In this case, the Hearing Committee accepted a copy of the docket from Walton's criminal case into evidence and ruled that the docket established a prima facie case against respondent. The docket showed only that respondent had failed to file a suppression motion and that a motion had subsequently been filed by successor counsel and granted by the trial court. The Committee then switched the burden to respondent to explain his actions. After hearing from him, the Committee found that his records and recollections were insufficientan assumed misconduct neither charged nor founded in the Disciplinary Rules.

*1226 We cannot accept petitioner's argument that Bar Counsel's burden was met by the mere introduction of the docket sheet. To adopt this position we would be required to engage in the type of second-guessing and Monday morning quarterbacking that we have consistently rejected in ineffective assistance of counsel cases. Thornton v. United States, D.C.App., 357 A.2d 429, 436 (1976); Angarano v. United States, D.C.App., 312 A.2d 295, 299 (1973). As in ineffective assistance cases, a judgmental or tactical error of this kind, revealed by later events or hindsight, does not in and of itself establish a disciplinary rule violation. A different holding would inevitably lead to a perceived requirement that attorneys "paper" the trial court with motions in all criminal cases in order to avoid possible disciplinary action. The Hearing Committee was not correct in accepting the docket entries as establishing the charge and then shifting the burden to the respondent to explain his actions. The Hearing Committee was likewise incorrect in utilizing respondent's testimony as the basis for modifying the gravamen of the charge against him to encompass his failure to have adequate memory and keep adequate notes. See In re Ruffalo, supra.

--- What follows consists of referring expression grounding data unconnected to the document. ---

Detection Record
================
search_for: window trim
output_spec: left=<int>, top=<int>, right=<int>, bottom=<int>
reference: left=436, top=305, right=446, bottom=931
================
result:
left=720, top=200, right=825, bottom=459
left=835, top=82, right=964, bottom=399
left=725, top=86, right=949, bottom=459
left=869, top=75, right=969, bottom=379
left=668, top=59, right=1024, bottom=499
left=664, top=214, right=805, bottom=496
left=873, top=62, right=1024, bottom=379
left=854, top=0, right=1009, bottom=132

Finally, the Committee improperly used the letters written by Walton as substantive evidence. At the hearing, the Committee indicated that it would give no weight to the allegations in the letters. However, in its findings, the Committee made repeated references to a number of the allegations contained in the letters, and to respondent's failure to adequately explain his actions relative to them. Findings based in whole or in part on evidence not properly before the Hearing Committee may not be permitted to stand under our decision in In re Dwyer, D.C.App., 399 A.2d 1 (1979).

Petition dismissed.

NOTES

[*] Judge Gallagher was an Associate Judge of the court at the time of oral argument. His status changed to Associate Judge, Retired, on February 27, 1981.

[1] This disciplinary rule violation, along with two others, was alleged in count one of the complaint issued by Bar Counsel. A second count, which alleged that respondent had improperly accepted payment from Walton in violation of DR 1-102(A)(3), was dismissed by the Hearing Committee for a failure of proof.

[2] Respondent was removed from the case at Walton's request by Judge Hamilton on June 13, 1977.

[3] DR 6-101 Failing to Act Competently.

(A) A lawyer shall not:

* * * * * *

(3) Neglect a legal matter entrusted to him. DR 7-101 Representing a Client Zealously.

(A) A lawyer shall not intentionally:

(1) Fail to seek the lawful objectives of his client . . . .

* * * * * *

(3) Prejudice or damage his client during the course of the professional relationship . . . .

[4] The docket sheet showed, in relevant part, that no suppression motion was filed while respondent was representing Walton, and that such a motion was filed by successor counsel and granted by the trial court.

[5] Respondent then testified and was cross-examined by Bar Counsel. However, the substance of respondent's testimony does not merit attention here because of the nature of our holding.